9. Military wives can be the most brutal bunch of women you ever come in contact with. It's not a tv show. You will run across the working moms that think the stay-at-homes are scum of the earth, beaten down slaves. You will have the stay-at-homes that return the favor. You will have women who call in any infractions they can just to get people in trouble. And that is a big one as nothing like it occurs in civilian life as they are not micro-managed in the same way military families are.
10. Military wives can be the most caring, supportive and amazing women you will ever come in contact with. They love hard and they love fast...because no one knows what tomorrow brings. They stick together in adverse situations. They step in quicker than most other women when bad things happen. They can also be a little harder to get to know for all the same reasons...you just never know what is going to happen. But once you have made a true friend of a military wife...chances are it will be FOR LIFE. No matter the miles. No matter how many years pass.
This is a hard job ladies -- whether you work or stay home.
And let me qualify a few points....
A clean house is subjective. I will never win any cleanliness awards...but I'm not embarrassed for someone to drop in for a surprise visit. And toddler mess never counts as a true mess...its more like a temporary explosion to be dealt with AFTER the little whirlwind is asleep. So, when I say to look at being a stay at home like a job -- I don't mean you have to be spotless. I don't mean you have to be perfect in any way. You just need to show that you can MANAGE those things you are in charge of...and not that there is NO management or they manage you.
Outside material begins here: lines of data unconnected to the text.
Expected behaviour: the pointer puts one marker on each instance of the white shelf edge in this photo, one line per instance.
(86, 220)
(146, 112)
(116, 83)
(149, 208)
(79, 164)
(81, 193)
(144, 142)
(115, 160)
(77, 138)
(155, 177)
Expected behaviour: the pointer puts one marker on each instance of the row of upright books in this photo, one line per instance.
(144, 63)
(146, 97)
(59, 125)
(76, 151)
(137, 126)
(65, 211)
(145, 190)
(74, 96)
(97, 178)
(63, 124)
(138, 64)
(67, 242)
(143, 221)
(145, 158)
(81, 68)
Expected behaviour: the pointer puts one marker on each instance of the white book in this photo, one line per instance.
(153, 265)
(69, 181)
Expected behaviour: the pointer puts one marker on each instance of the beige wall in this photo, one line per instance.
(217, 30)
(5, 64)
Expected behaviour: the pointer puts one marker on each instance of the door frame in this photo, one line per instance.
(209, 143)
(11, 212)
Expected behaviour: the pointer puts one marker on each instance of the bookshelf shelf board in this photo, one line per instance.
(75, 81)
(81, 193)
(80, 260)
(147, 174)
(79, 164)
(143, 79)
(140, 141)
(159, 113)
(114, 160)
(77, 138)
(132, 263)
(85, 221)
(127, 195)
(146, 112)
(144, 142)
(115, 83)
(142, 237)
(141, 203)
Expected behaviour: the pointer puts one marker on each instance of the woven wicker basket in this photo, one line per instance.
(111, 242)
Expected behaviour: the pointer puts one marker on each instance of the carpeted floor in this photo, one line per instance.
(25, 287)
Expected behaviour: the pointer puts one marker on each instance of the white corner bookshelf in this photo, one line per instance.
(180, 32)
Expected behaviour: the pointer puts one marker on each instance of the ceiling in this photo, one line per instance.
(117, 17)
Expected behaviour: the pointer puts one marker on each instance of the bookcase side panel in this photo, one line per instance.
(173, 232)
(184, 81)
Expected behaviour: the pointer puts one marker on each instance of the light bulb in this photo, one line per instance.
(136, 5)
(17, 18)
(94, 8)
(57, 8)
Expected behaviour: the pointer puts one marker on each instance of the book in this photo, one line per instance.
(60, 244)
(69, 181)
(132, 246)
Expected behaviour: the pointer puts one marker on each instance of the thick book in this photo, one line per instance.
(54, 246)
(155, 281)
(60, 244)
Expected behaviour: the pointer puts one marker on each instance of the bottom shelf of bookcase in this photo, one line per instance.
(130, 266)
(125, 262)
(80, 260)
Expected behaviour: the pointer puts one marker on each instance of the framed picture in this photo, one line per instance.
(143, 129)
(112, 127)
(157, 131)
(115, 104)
Dinner means different things to different people. I'm a believer in home cooked, fresh meals for my family's current and future health -- but again, that can be subjective. If your husband is walking in the door after work and wanting a meal....
most times it should be available. If he doesn't care - more power to you. A frozen pizza is a meal. Some men like to do the cooking and don't expect dinner on the table. Whatever your dynamics are, as long as you are both in agreement, you are on the right track. Again, its all about the managing of the details.
The kids? Be on the same page. You don't have to agree 100% in order to provide a united front. You just have to know to parent WITH your partner, not against him.
If you read any books on how to understand men, you will find that the number one thing they need from their wife is to feel like they are important and worthy. They need our respect.
Need. If we aren't giving them this, you won't last. They need to feel like you need/want them. If we can't give them that we had better do some serious soul searching. Things will eventually implode if you don't get this worked out.
And tearing down their job? One of the biggest marriage killers there is. Because they are programmed to be the provider. You make them feel like a less than in this area and it will hurt.
And the military will give you all kinds of reasons to rant and rave about his job.
Be careful.
Be very, very careful.
And if you are going to spend all your time focusing on whats in it for you.....you want to stay far far away from the military. It will
never be about you. It will
never be about your kids.
It will always be about improvising
Adapting
and overcoming.....
Together. Side by side. In agreement. Supporting each other. Sacrificing for each other when necessary. COMMUNICATING expectations to each other. And being each others biggest fan.
That's what you need to make it through being married to a military man.